Net profit after tax was $150m, compared with a $66m statutory loss declared in the previous period.
Earnings before tax, depreciation, amortisation and changes in the value of financial instruments (ebitdaf) — an earnings measure favoured in the electricity sector to demonstrate performance shorn of one-off factors — was down 5.5 per cent at $523m.
The result showed the impact of “above average hydro generation storage at the beginning of the year giving way to 80-year-low inflows into the key South Island lakes, culminating in a ‘dry winter’ and limiting our ability to run hydro generation”, said chief executive Dennis Barnes.
“During the final quarter of the financial year, our gas-powered stations ran hard during the peak of winter demand.”

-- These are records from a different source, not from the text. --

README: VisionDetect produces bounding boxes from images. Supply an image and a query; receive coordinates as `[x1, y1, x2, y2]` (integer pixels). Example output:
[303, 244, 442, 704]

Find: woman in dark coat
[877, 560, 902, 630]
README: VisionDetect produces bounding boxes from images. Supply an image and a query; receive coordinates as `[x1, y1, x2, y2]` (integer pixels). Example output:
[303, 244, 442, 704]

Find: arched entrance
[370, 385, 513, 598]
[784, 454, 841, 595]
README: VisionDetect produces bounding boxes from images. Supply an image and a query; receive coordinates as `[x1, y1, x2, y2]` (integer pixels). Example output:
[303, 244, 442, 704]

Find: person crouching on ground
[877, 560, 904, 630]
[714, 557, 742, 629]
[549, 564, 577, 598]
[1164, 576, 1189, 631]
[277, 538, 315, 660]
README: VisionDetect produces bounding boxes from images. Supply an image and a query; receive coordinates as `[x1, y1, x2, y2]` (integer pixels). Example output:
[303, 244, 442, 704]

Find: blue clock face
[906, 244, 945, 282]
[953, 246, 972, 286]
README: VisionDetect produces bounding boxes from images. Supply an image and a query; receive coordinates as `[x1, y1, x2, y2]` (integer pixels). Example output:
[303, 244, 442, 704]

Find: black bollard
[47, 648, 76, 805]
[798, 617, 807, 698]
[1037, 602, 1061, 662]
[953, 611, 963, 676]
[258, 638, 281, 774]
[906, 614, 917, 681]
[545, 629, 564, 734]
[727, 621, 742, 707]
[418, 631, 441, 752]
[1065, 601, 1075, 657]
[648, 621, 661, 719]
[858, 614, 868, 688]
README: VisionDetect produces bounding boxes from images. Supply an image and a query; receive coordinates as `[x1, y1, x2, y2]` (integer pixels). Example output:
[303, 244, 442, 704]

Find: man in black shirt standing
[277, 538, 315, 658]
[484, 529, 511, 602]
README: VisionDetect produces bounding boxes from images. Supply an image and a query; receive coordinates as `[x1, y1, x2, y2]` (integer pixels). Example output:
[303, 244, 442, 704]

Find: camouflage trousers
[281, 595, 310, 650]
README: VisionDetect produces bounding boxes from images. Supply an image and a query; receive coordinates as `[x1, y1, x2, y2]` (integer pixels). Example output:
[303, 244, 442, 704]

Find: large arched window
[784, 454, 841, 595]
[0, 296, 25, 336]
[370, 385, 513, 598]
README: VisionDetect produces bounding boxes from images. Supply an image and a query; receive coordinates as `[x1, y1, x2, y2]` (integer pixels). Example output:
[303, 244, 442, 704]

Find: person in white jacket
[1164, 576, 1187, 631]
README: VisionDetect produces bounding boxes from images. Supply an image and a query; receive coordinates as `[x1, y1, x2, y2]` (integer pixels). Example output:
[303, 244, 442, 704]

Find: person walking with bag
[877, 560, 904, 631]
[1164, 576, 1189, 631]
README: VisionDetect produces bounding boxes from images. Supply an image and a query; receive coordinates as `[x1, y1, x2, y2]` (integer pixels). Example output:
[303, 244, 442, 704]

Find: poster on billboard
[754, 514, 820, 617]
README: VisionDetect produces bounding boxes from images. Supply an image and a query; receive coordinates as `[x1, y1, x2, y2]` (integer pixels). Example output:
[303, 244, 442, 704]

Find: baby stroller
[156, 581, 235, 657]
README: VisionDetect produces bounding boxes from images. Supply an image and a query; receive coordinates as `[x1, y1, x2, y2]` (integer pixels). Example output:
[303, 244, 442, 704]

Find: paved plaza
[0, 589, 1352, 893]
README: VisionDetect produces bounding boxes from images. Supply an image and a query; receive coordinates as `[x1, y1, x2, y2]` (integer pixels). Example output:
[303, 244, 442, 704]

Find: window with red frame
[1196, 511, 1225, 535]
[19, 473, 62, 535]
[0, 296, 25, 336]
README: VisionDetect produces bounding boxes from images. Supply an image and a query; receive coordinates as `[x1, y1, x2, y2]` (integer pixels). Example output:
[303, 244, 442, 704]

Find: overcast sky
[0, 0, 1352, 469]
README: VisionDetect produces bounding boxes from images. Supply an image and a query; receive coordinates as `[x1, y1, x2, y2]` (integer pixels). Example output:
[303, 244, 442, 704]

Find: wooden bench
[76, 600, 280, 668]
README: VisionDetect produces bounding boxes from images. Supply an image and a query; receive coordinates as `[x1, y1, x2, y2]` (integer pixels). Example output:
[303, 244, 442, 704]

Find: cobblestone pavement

Contact said it was looking to tighten supply, saying it would seek better prices for roughly half a terawatt hour of its total annual generation either from commercial and industrial customers, wholesale spot market sales, or by not selling it.
At a briefing on the result, Barnes said the company would be running a less aggressive hedging policy in future, reducing the amount of electricity it needed to buy each year either from its own high-cost gas-fired power stations or from other generators on the wholesale market.
While fully renewable peers such as Meridian Energy were willing to contract only 70 to 85 per cent of their total mean renewable generation, Contact had been contracting at around 125 per cent.
“We’ve back-calculated this,” said Barnes. “As far as we can go back, this results in a better earnings and cashflow outcome on average over time [but meant] every now and again, you’re going to have a crappy quarter. We’ve had it this year.”
The change in hydrology in the last quarter of 2016 required Contact to run usually idle gas-fired plant to meet demand because of an unusually dry winter in the South Island.
Resulting spikes in wholesale market spot prices knocked $32m off ebitdaf, which fell 5.5 per cent at $523m.
“We are seeing a tightening of supply and demand conditions. We think the reduction in thermal capacity has been masked somewhat by high hydrology over the last few years and it may now be appropriate to take a less hedged position and we’ve got probably six or seven months to think about that for our next commercial and industrial customer contracting round,” he said.
Contact had some 660 terawatt hours of annual production available to recontract, which Barnes described as “the discretionary part of the discretionary part of our portfolio”.
“We think with tight supply and demand that might be better placed in wholesale markets, which should allow us to be more re-selective on C&I [commercial and industrial] recontracting, which . . . should result in better prices for us,” he said, though “this last half a TWh of thermally backed sales is pretty marginal”.
Contact signalled an increase in future dividend payouts, the prospect of share buybacks and a cost-out focus that yielded $11m in annual corporate savings but pushed $5m of redundancy and restructuring costs into the last financial year.
Contact’s share price closed 16c or 3 per cent higher at $5.54.
The unchanged final dividend of 15c a share takes total distributions for the year to 132 per cent of underying profit.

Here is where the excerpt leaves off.